TaleSlinger writes: Researchers from University of Bristol, UK found that boulders strewn 200m above sea level on Cape Verde, off the west coast of Africa, were ripped from cliffs below and washed up there by a tsunami between 170m and 270m (550-850ft). Researchers at Columbia University's Lamont-Doherty Earth Observatory dated the tsunami at 73,000 years ago. It's interesting that this is about the same time as the Mt. Toba Eruption and about the same time humans nearly became extinct.

3 of 54 comments (clear)

  1. Re:Mass extinction not caused by Mount Toba by Anonymous Coward · · Score: 5, Informative

    There have only been five "mass extinctions", the last one 66 million years ago:

    https://en.wikipedia.org/wiki/...

    There have been numerous megafloods and tsunamis, as well as enormous sea level rise over the past 14000 years. None of them are the cause of mass extinctions.

    People love speculating "which one" is the cause of flood myths:

    https://en.wikipedia.org/wiki/...

    The fact of the matter is that megafloods and tsunamis are so frequent that there are many stories of great floods due to many actual great floods.

  2. Ignore the "humans almost went extinct" bit by 93+Escort+Wagon · · Score: 4, Informative

    That's not from the Nature letter; apparently that's some off-the-wall addition from the submitter.
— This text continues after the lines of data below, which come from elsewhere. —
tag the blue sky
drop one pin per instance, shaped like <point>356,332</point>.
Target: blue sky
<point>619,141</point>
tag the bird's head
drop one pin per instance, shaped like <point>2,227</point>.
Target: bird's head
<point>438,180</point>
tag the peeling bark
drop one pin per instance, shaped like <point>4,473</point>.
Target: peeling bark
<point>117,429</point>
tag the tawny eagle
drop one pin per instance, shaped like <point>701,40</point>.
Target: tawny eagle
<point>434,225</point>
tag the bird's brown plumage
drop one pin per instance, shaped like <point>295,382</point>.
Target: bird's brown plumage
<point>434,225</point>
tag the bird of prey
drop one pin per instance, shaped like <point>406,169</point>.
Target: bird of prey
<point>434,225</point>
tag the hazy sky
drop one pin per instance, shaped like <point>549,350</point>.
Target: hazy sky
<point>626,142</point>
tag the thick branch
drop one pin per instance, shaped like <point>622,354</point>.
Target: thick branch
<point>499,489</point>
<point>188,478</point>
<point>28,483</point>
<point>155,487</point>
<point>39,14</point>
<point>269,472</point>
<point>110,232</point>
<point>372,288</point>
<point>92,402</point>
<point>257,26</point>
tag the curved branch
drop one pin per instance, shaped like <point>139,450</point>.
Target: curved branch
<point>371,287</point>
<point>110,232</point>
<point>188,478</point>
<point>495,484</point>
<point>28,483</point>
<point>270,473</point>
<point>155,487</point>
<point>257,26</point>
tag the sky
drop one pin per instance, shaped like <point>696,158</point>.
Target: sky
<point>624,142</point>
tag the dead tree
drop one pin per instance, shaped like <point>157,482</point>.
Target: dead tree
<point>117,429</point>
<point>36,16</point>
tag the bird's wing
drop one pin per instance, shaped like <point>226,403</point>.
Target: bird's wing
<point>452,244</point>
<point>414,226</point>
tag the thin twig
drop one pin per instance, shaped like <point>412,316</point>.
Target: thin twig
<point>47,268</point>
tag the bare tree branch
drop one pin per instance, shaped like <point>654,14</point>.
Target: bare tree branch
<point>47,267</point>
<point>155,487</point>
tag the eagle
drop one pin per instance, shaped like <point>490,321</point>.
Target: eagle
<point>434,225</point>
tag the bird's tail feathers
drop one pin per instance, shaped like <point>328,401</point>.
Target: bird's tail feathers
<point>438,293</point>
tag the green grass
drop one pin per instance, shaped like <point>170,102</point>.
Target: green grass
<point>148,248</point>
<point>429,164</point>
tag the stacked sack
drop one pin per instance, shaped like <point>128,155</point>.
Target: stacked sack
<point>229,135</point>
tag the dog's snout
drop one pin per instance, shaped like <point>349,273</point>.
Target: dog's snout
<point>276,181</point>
    Since the submitter hasn't figured this out... This was a localized mega-tsunami. An enormous volcanic-induced landslide caused a huge wave to hit a nearby island. Just like other mega-tsunamis that are known to have occurred in Hawaii and Alaska. The scientists aren't talking about some global catastrophe - it would've sucked to be on that other nearby island, though.

    --
    #DeleteChrome
    1. Re:Ignore the "humans almost went extinct" bit by Anonymous Coward · · Score: 5, Informative

      The potential for extinction obviously wasn't due solely to a tsunami. What is being referred to is this:

      Toba had erupted a number of times previously (one of these, about 840,000 years ago, was itself a super-eruption). What was significant about the event 74,000 years ago was the coincidence that an important period in human evolution was occurring at the same time. The Earth was already inhabited by a number of species closely related to us, such as Homo neanderthalensis (the Neanderthals) in Europe, and Homo erectus and Homo floresiensis (sometimes called the ‘hobbits’) in southeast Asia. All of these survived Toba, but some archaeologists have claimed that almost all the anatomically modern humans (our direct ancestors) were killed by the environmental effects the volcano caused, with the remaining people surviving in refuges in Africa. This scenario is based on data from genetics, and because it suggests that people were narrowed down from many to very few numbers, it is known as a genetic ‘bottleneck’.